Mid-fall through early spring are the best times to go. You will avoid the summer humidity that way. Winter may be the best time of all, as it is quiet, the air quality is usually pretty good, and ice often decorates the streamside rocks and cliffs (and sometimes the waterfalls freeze completely over).
At Sperryville along U.S. 211, look for signs indicating 522 and 231 and follow the directions to them. Turn right on 231. You can also reach 231 via 522 from Culpeper, and you can take 231 all the way from Charlottesville. After about 10 miles along 231, you reach a tiny town called Etlan. Look on the east side of the road for a small convenience store. Directly across the road from the store is SR 643. There should be a sign indicating access to Whiteoak Canyon. Follow this road for about 4 miles until you reach a stop sign. Turn right (a sign for Whiteoak Canyon should confirm this). You are now on SR 600, and it takes you all the way to the signed parking area and trailhead, almost at the very end of the road. Instead of turning into the parking area, continue straight for about 0.8 mi to the end of the road, which is where the Berry Hollow Fire Road begins. It is about 5 miles from the junction of 643 and 600 to the trailhead, and the drive takes about 15-20 minutes.

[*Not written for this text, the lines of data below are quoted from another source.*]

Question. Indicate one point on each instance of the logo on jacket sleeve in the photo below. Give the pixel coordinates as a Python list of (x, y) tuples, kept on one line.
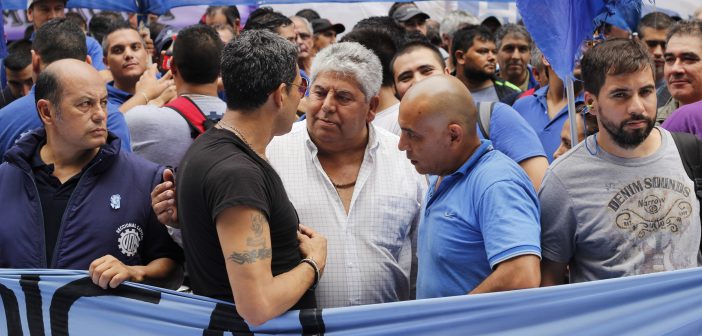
[(115, 201), (130, 236)]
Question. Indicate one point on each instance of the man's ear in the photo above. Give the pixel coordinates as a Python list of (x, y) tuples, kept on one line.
[(456, 133), (374, 103), (458, 56), (279, 94), (36, 64), (591, 101), (44, 111)]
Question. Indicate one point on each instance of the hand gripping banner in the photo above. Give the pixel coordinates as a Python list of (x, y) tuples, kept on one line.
[(59, 302)]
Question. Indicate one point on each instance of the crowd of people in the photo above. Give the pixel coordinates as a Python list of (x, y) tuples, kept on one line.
[(277, 168)]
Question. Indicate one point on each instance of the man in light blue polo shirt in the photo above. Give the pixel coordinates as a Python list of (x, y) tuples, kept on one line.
[(479, 229)]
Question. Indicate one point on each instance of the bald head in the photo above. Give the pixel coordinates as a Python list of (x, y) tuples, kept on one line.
[(437, 118), (54, 77), (443, 96)]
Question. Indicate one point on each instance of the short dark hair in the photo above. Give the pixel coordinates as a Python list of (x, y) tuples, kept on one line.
[(123, 25), (268, 19), (77, 18), (58, 39), (19, 55), (309, 14), (196, 54), (48, 87), (255, 64), (655, 20), (463, 38), (396, 5), (101, 22), (686, 27), (381, 43), (515, 29), (414, 45), (384, 22), (613, 57), (230, 12)]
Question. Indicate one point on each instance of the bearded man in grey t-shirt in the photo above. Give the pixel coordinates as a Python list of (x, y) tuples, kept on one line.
[(620, 203)]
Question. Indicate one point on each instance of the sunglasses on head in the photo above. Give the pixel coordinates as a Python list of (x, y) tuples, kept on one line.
[(302, 87), (654, 43)]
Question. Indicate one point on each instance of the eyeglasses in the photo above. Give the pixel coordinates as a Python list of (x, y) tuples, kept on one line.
[(652, 44), (302, 87)]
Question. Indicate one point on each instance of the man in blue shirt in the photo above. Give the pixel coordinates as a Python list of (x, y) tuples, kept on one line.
[(41, 11), (135, 78), (509, 132), (56, 39), (479, 230), (65, 203), (547, 109)]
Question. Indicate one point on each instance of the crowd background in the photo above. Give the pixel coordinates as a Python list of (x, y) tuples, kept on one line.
[(15, 21)]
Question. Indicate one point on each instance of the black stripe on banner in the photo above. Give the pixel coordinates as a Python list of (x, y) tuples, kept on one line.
[(312, 322), (32, 299), (69, 293), (225, 318), (9, 302)]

RT distance 8.3 miles; elevation gain approximately 2650'.
This route can be hiked in either direction. I prefer going up Cedar Run and down Whiteoak Run because that way features more downhill hiking. Consider, though, that Whiteoak Canyon is one of the most popular places in the park, so unless one starts very early, he or she might want to head up Whiteoak first in order to minimize exposure to crowds.
From the trailhead, hike for 0.2 mi along the Whiteoak Canyon Trail to its intersection with the Cedar Run Trail, which climbs 3.1 mi to Hawksbill Gap. At 0.8 mi from the trailhead, there is a stream crossing that is often tricky due to very slippery footing. The trail climbs steeply after this ford, passing three waterfalls, best viewed via short scrambles but still visible from the trail. The uppermost cascade is about 2.2 mi from the parking area.
0.1 mi before Hawksbill Gap, the Cedar Run Trail intersects the Skyland-Big Meadows Horse Trail. Turn right and follow this trail (watch where you step) for 0.5 mi to an intersection with the Whiteoak Canyon Fire Road. Turn right and follow this path (the fire road and horse trail are one here, so continue watching where you step) downhill for 1.6 mi to a ford of Whiteoak Run just above the uppermost waterfall of Whiteoak Canyon. After the ford, turn right onto the Whiteoak Canyon Trail and follow it for 3 mi back to the parking area. Some downhill sections are steep and rocky, and the trail can be muddy in places; watch your footing.